Das Grinsen in seinem Gesicht wurde breiter. Was würde er wohl vorfinden? Einen Schatz? Oder einen leckeren Nachtisch? Vielleicht ein Eis?
Fabio ging in die Küche. Finden konnte er allerdings nichts. Das konnte doch nicht sein. War das etwa ein blöder Scherz? Hatte ihn jemand auf den Arm genommen?
Doch dann sah ihn. Im Regal entdeckte er zwischen zwei Reispackungen wieder einen gelben Zettel.
»Ha! Hab ich dich!«
Er schob die Packungen zur Seite, holte die Nachricht hervor und las, was dort stand.

Hier ist das Spiel zu Ende. Prima! Du hast alle Zettel gefunden. Ganz toll hast du das gemacht.

Fabio war richtig stolz auf sich selbst. Er sah, dass unter dem Zettel ein Letzter klebte und sah nach.

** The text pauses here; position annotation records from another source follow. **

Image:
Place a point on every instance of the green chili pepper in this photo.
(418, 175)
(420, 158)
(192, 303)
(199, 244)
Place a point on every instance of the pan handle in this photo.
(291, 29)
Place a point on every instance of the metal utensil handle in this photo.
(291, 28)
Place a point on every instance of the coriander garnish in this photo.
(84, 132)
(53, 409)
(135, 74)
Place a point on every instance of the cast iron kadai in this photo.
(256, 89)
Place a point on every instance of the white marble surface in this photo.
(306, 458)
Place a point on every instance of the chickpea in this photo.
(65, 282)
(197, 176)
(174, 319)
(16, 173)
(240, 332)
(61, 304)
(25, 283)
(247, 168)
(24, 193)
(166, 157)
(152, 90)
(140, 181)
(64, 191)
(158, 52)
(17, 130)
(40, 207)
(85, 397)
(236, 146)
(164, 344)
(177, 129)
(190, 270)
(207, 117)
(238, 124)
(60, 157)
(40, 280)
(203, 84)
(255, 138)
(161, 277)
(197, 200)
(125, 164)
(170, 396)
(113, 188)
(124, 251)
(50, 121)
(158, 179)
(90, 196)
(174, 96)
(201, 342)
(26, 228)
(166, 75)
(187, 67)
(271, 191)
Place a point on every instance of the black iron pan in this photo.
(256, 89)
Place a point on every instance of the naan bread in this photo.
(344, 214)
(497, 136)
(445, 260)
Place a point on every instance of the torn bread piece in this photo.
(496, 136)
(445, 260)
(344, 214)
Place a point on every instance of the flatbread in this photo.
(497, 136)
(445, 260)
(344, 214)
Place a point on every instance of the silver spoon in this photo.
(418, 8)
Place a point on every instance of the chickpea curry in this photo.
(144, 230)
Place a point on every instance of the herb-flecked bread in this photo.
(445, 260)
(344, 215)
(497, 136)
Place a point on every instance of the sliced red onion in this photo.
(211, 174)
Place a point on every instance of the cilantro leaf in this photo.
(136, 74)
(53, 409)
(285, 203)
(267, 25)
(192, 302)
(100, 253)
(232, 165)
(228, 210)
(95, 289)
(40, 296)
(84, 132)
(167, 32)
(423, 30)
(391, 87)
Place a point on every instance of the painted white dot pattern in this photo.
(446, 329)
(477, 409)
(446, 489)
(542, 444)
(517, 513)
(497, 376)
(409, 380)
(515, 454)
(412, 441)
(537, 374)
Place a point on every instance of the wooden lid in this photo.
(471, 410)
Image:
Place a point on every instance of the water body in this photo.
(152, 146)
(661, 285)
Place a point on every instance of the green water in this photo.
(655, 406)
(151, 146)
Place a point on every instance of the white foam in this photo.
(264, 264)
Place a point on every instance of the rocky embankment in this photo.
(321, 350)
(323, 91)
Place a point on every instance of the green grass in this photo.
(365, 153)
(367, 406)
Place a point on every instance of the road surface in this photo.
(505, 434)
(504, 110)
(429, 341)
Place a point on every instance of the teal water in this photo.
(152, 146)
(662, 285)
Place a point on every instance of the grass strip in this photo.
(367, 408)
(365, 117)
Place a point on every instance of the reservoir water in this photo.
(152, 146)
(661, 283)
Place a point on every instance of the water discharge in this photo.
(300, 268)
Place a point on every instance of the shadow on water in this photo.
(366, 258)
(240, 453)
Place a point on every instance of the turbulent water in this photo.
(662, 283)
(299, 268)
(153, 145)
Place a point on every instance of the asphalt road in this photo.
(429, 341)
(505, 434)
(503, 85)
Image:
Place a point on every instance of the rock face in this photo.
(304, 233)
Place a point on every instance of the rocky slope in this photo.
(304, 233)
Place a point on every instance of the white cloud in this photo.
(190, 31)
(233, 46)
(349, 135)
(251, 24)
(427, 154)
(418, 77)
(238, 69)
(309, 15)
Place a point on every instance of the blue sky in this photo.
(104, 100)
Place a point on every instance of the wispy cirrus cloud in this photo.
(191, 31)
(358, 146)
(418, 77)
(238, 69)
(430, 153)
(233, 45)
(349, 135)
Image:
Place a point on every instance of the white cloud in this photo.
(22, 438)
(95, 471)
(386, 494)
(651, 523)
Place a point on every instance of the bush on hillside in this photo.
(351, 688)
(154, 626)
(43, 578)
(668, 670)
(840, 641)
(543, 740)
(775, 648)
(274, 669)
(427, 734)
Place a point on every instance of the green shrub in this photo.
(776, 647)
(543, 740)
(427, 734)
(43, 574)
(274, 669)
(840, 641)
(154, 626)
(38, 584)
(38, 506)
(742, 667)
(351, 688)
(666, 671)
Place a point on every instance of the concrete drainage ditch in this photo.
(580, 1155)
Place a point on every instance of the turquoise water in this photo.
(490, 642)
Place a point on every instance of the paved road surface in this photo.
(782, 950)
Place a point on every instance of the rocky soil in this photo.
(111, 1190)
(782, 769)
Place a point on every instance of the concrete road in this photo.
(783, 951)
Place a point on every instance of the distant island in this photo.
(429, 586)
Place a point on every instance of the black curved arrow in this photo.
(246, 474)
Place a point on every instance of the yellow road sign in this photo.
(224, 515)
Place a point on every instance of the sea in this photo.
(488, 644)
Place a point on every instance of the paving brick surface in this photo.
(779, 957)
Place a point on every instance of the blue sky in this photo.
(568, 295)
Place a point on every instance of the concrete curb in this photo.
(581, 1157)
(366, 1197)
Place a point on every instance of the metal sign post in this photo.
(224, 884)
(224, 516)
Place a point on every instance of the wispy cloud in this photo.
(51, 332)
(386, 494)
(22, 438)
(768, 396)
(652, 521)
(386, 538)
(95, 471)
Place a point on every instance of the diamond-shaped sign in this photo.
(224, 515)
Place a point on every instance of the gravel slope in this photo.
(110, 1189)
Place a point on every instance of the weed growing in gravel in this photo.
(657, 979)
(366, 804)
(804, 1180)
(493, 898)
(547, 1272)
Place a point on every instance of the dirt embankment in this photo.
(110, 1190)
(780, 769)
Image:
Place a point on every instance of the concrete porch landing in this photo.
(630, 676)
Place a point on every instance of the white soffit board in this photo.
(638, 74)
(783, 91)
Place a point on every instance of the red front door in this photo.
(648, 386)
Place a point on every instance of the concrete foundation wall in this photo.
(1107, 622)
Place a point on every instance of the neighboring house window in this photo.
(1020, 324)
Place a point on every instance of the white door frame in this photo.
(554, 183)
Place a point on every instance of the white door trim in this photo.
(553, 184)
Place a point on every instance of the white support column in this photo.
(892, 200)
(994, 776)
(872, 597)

Ach so! Wenn du grad schon hier bist, dann räum bitte die Spülmaschine aus.
Vielen Dank!
Mama

Fabio stöhnte genervt auf. Hatte sie ihn mit einem ganz fiesen Trick hereingelegt.
Frustriert erledigte er seine Aufgabe und nahm sich vor, sich nie wieder von kleinen Zetteln durch die Wohnung leiten zu lassen.

(c) 2019, Marco Wittler

2 Kommentare

  1. Wow!!

    Ich wünschte mir, ich könnte nur halb so gut schreiben wie du es machst und kannst!
    Ideen habe ich auch ab und zu – aber ich bekomme es einfach nicht hin, das auch mal in einen Text umzusetzen – mein Kompliment an dich und deine wunderschönen Geschichten!!

    LG
    Jürgen

    • Hallo Jürgen.
      Vielen Dank für dein Lob. Das Schreiben und das Schreiben lernen ist ein langer Prozess. Da stimmt wirklich, dass Übung den Meister macht. Ich habe mich mit den Jahren (bald 20 an der Zahl) immer weiter verbessert, meine eigenen Ansprüche an Sprache und Wortwahl immer weiter nach oben geschraubt. Nach mittlerweile über 1.100 Geschichten (auf drei Blogs verteilt) verändert sich da schon einiges. Wenn ich die alten Texte von früher lese, wundere ich mich selbst über meinen damaligen Stil.
      Wenn du selbst Ideen hast, aber nicht weißt, wie du sie umsetzen sollst, wenn dir die Worte fehlen, wie wäre es denn mit einer Zusammenarbeit? Der eine hat die Ideen, der andere findet die passenden Worte und Sätze. Könnte auch ein spannendes Projekt sein.